Greece: Med5 group meets in Greece to discuss migration
The Mediterranean 5 group (including Cyprus, Greece, Italy, Malta and Spain) met on Friday and Saturday (6 and 7 October) to discuss migration in Thessaloniki, Greece. The discussions led to a census on the direction that the Med5 feels should be taken by Europe to tackle migration before “more extreme voices” take over, states VOA News. They came to an agreement that there should be a firm take on returning migrants who crossed into the European bloc illegally to their country of origin. The Spanish presidency was complemented by the European Commission Vice President Margaritis Schinas and Greece’s Migration and Asylum Minister Dimitris Karidis on “doing what is humanly possible” to come to a compromise deal. Additionally, he Med5 requested supplementary funding of 2 billion euros to deal with migration and raised concerns about the conflict between Israel and Palestine which could augment migration to Europe.

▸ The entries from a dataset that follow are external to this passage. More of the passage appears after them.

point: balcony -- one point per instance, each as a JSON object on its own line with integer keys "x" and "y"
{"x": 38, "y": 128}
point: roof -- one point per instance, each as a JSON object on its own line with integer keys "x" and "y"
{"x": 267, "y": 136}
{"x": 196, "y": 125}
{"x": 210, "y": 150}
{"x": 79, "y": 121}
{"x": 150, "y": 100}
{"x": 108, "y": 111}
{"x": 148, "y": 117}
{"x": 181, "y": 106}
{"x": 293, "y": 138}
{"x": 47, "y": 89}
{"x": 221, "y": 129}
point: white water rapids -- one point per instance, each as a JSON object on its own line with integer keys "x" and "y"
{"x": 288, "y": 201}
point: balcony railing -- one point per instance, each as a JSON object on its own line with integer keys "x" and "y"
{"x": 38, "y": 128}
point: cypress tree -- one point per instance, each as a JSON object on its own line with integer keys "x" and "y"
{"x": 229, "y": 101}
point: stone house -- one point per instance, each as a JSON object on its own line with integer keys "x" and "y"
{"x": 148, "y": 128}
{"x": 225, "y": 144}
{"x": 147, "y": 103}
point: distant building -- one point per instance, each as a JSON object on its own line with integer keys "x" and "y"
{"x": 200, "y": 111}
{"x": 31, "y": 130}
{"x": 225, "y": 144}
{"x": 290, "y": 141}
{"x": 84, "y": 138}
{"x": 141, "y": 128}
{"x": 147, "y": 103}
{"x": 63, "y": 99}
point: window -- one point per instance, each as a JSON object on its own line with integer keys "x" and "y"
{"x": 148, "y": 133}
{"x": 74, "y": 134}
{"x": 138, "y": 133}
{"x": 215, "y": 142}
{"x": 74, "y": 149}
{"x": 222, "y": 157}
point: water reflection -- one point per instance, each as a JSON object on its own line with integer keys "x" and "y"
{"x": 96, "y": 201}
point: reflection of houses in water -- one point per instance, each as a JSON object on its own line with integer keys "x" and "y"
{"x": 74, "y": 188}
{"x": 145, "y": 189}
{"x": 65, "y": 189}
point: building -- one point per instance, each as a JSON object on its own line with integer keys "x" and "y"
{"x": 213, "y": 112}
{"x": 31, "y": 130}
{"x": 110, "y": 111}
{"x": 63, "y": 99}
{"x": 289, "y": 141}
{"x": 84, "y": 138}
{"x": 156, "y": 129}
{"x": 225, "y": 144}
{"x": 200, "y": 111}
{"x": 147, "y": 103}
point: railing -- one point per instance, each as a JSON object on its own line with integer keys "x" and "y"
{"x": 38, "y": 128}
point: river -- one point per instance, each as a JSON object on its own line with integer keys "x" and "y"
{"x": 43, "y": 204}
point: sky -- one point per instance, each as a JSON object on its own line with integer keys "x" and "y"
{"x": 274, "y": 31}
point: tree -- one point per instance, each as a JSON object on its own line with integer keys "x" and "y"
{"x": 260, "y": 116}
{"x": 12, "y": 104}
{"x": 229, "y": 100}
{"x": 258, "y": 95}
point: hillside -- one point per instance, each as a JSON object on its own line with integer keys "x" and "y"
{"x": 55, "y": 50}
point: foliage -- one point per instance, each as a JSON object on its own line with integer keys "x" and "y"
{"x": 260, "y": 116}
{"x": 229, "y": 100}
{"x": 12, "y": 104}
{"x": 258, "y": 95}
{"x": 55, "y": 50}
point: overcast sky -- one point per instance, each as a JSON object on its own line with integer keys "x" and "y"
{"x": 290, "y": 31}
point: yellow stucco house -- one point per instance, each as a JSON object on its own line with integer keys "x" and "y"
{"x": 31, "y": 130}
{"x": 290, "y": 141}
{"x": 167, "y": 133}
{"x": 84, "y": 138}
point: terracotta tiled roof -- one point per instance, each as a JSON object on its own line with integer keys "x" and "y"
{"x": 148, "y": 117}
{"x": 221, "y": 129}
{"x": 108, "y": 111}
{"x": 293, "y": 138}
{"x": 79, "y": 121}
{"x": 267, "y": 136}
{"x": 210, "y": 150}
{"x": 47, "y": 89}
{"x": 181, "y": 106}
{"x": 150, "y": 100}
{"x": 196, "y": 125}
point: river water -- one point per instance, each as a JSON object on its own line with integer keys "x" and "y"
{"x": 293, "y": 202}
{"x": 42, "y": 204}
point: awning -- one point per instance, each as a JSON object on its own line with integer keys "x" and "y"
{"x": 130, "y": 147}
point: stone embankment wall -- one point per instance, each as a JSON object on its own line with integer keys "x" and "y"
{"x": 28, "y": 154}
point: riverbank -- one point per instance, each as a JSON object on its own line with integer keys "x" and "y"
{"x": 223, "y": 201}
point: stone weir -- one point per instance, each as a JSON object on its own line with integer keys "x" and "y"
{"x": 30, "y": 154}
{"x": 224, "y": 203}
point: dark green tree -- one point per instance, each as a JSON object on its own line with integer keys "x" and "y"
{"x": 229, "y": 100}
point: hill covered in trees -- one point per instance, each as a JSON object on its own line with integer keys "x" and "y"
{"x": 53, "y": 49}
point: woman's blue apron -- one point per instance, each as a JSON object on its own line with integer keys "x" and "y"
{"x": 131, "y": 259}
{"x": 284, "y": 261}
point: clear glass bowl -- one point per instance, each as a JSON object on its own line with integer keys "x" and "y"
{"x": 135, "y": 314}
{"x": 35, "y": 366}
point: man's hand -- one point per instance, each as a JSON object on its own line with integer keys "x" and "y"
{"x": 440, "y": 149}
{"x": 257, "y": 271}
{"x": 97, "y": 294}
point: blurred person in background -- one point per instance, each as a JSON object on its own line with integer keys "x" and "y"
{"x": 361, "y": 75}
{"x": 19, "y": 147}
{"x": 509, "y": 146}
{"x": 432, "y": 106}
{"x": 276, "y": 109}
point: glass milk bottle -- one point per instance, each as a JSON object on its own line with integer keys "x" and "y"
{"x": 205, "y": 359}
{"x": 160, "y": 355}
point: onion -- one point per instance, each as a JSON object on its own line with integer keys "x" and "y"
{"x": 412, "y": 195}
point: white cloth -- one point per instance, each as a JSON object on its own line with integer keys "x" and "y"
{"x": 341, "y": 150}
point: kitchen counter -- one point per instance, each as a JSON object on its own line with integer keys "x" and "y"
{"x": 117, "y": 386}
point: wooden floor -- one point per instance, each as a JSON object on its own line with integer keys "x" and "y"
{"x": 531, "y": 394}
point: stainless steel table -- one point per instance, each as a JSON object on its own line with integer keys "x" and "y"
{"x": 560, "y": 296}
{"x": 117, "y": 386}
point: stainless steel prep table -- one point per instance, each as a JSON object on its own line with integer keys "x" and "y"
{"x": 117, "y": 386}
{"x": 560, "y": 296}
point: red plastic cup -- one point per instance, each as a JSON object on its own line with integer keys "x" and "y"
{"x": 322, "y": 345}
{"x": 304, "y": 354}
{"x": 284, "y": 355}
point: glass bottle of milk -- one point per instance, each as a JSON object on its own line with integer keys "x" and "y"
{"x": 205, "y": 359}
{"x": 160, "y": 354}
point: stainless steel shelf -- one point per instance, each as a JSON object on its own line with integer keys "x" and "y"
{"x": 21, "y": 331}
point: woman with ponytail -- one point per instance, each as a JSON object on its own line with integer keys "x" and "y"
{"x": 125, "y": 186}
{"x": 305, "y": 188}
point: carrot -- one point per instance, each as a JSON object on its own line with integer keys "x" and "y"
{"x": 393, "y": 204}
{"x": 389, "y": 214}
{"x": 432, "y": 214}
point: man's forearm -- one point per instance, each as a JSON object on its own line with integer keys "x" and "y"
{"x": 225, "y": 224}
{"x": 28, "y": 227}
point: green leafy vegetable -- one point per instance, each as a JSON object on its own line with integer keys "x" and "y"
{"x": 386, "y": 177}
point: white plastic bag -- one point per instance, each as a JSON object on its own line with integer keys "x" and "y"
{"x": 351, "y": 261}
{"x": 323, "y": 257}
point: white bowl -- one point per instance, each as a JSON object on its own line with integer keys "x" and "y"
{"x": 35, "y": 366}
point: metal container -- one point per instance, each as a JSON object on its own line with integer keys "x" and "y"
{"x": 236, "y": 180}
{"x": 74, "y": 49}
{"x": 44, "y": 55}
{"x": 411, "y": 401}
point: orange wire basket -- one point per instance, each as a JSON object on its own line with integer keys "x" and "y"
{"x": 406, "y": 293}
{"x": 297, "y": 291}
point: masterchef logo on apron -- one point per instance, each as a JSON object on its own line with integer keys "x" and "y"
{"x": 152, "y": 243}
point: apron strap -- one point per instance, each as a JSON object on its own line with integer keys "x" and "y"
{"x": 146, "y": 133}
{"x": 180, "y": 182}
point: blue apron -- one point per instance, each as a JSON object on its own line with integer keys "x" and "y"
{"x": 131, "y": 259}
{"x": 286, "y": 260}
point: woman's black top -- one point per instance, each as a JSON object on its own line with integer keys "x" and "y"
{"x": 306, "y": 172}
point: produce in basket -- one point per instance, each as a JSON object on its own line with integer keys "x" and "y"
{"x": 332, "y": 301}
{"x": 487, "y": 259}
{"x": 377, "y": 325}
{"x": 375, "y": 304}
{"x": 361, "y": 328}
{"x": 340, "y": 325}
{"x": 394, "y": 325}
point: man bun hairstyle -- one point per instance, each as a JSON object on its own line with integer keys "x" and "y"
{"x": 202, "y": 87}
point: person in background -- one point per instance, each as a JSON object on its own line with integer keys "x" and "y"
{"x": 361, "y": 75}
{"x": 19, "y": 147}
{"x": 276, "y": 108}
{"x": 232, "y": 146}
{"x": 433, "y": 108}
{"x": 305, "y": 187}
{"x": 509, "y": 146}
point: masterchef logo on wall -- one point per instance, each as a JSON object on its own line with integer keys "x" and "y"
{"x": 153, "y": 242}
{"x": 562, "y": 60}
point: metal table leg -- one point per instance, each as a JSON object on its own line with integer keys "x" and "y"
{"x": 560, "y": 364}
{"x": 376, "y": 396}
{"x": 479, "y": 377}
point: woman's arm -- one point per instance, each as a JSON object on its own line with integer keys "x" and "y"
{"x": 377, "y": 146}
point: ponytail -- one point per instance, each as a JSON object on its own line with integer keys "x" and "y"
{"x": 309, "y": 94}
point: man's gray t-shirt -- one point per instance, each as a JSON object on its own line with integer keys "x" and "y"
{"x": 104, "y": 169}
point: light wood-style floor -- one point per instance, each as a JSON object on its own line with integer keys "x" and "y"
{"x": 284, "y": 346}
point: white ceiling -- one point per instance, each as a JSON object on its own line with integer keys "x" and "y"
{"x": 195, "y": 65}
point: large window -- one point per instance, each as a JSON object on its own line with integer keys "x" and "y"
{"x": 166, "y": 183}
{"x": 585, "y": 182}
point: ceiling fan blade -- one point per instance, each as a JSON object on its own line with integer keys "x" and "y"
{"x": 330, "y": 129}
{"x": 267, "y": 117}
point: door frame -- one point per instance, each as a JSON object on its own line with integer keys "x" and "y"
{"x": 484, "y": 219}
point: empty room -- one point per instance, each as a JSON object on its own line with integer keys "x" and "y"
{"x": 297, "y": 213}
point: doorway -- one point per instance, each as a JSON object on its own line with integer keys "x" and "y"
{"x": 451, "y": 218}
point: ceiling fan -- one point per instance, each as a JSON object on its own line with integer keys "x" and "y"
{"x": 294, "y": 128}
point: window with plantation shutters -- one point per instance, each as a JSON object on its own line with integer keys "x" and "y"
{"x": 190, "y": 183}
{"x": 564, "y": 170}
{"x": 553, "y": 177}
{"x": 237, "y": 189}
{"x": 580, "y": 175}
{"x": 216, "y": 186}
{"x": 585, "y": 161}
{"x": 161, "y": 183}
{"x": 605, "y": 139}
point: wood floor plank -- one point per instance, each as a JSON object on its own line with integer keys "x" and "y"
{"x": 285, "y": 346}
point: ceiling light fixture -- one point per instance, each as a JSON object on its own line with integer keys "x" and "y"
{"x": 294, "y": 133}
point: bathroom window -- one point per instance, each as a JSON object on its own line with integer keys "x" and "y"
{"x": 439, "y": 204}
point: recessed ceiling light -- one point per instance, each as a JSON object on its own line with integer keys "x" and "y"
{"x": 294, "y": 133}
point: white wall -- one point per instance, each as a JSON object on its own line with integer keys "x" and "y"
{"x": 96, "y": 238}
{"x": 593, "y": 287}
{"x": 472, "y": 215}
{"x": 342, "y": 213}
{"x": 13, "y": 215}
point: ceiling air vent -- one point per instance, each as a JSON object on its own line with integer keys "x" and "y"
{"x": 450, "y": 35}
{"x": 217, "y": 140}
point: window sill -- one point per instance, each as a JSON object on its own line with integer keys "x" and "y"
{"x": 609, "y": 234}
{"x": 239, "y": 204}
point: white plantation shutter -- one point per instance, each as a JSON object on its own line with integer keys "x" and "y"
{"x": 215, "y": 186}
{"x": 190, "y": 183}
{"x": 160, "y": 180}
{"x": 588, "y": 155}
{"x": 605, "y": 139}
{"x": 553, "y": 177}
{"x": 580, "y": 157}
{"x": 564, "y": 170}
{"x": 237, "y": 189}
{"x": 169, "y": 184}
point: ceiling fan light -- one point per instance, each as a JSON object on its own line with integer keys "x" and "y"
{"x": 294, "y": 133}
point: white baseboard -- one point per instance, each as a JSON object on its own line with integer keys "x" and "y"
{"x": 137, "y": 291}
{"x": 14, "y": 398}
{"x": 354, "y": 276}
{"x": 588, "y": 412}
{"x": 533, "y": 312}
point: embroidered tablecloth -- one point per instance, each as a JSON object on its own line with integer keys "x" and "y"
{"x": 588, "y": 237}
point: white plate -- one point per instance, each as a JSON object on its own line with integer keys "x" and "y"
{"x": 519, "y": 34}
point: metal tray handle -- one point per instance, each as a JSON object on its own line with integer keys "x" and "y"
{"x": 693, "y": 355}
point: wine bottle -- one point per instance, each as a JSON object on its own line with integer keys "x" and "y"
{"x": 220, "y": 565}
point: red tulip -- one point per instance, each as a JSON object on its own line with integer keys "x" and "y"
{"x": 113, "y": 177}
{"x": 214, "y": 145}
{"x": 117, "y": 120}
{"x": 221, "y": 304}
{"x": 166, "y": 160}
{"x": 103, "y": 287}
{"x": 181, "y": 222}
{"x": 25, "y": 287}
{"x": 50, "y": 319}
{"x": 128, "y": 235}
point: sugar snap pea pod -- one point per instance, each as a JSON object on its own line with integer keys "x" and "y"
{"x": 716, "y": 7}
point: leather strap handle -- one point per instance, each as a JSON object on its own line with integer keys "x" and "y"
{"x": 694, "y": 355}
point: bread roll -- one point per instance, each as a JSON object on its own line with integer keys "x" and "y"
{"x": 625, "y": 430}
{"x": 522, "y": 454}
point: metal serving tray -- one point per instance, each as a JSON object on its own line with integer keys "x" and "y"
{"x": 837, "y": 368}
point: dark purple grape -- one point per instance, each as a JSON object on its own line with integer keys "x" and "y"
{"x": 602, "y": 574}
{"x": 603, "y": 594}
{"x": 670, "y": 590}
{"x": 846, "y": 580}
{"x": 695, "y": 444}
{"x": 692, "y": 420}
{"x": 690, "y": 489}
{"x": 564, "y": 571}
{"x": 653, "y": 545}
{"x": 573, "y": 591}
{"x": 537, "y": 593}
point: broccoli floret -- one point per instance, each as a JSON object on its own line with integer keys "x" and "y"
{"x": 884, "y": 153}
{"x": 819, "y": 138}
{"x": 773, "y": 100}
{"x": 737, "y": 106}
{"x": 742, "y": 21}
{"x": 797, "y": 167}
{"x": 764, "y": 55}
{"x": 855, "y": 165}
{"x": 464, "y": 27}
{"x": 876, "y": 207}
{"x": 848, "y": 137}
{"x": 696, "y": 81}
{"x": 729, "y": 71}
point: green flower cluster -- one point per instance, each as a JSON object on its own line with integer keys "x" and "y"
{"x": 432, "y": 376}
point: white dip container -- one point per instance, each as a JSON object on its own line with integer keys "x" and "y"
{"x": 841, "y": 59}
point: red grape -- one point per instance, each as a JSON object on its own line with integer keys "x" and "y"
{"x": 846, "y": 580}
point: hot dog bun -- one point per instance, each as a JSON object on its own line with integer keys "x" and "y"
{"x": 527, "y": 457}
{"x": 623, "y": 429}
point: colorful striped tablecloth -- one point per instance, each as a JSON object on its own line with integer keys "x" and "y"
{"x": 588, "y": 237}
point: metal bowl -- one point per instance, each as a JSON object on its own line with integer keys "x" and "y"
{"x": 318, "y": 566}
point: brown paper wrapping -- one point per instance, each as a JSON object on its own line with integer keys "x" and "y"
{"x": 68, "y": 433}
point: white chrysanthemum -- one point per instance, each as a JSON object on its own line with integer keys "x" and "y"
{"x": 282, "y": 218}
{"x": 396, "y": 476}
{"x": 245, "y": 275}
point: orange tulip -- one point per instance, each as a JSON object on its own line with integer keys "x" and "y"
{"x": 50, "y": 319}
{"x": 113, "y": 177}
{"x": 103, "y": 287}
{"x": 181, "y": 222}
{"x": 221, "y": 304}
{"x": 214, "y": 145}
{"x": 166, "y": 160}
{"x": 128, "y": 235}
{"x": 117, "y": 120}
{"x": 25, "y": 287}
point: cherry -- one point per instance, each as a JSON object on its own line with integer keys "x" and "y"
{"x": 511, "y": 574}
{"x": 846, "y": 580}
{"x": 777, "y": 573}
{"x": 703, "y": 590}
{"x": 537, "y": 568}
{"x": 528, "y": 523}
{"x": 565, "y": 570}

Germany: Draft proposal to facilitate deportations
Germany has announced that they want to create a system through which migrants can be deported faster. German authorities plan to do this by reducing the notification period and to facilitate searches by officials, said Interior Minister Nancy Faeser. This draft bill was announced on Wednesday and would be particularly targeted towards expelling criminals more quickly. According to Reuters, Faeser said “Anyone who does not have the right to stay in Germany must leave our country”. This new bill would allow people in prison to be deported without notice and for the detention for people who are to be deported to be extended from 10 days to 28 days. Additionally, authorities would be allowed to “search homes for data devices and documents, especially to clarify a person’s identity.”
Germany: Foreign minister addresses misunderstanding over funding to NGOs
The German Foreign Ministry stated that Germany will continue donations to NGOs in the Mediterranean Sea carrying out Search and Rescue operations on Saturday (7 October). According to Infomigrants the Foreign Ministry announced this after media reports came out stating that Germany was going to stop funds to NGOs as there was no mention of it on the 2024 draft budget. According to the Foreign Ministry it was a “technical oversight”.